Data Mining & Data Warehousing

Introduction: Most previous studies of data mining have focused on structured data, such as relational, transactional, and data warehouse data. However, in reality, a substantial portion of the available information is stored in text databases (or document databases), which consist of large collections of documents from various sources, such as news articles, research papers, books, digital libraries, e-mail messages, and Web pages.

Text databases are rapidly growing due to the increasing amount of information available in electronic form, such as electronic publications, various kinds of electronic documents, e-mail, and the World Wide Web (which can also be viewed as a huge, interconnected, dynamic text database). Nowadays most of the information in government, industry, business, and other institutions are stored electronically, in the form of text databases.

Data stored in most text databases are semi structured data in that they are neither completely unstructured nor completely structured. For example, a document may contain a few structured fields, such as title, authors, publication date, and category, and so on, but also contain some largely unstructured text components, such as abstract and contents. There have been a great deal of studies on the modeling and implementation of semi structured data in recent database research. Moreover, information retrieval techniques, such as text indexing methods, have been developed to handle unstructured documents.

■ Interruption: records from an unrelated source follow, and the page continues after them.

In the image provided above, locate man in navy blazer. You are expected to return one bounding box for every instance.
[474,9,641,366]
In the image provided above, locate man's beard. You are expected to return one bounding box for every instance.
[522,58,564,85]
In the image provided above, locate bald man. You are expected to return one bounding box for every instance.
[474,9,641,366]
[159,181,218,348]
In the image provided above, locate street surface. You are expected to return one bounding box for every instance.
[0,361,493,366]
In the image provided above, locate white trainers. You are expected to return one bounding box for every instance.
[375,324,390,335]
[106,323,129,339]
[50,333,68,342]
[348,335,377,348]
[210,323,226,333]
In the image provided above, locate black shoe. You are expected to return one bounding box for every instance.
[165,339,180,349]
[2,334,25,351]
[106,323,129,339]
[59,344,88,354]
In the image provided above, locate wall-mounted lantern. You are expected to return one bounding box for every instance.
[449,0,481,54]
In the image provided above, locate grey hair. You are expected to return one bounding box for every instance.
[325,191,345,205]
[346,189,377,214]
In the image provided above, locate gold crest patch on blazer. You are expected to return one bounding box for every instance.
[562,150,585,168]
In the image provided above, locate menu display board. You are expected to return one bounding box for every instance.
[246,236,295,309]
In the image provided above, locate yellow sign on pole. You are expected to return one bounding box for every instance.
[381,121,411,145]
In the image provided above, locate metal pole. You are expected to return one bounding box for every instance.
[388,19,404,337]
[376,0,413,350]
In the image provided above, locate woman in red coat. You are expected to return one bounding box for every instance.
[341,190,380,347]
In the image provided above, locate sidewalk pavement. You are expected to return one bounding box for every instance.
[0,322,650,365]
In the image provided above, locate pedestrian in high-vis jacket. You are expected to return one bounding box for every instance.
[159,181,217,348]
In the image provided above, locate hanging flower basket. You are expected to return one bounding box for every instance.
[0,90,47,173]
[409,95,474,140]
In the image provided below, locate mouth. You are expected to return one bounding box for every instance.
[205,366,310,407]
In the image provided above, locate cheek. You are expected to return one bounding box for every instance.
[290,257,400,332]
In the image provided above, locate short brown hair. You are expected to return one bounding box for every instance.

Traditional information retrieval techniques become inadequate for the increasingly vast amounts of text data. Typically, only a small fraction of the many available documents will be relevant to a given individual user. Without knowing what could be in the documents, it is difficult to formulate effective queries for analyzing and extracting useful information from the data. Users need tools to compare different documents, rank the importance and relevance of the documents, or find patterns and trends across multiple documents. Thus, text mining has become an increasingly popular and essential theme in data mining.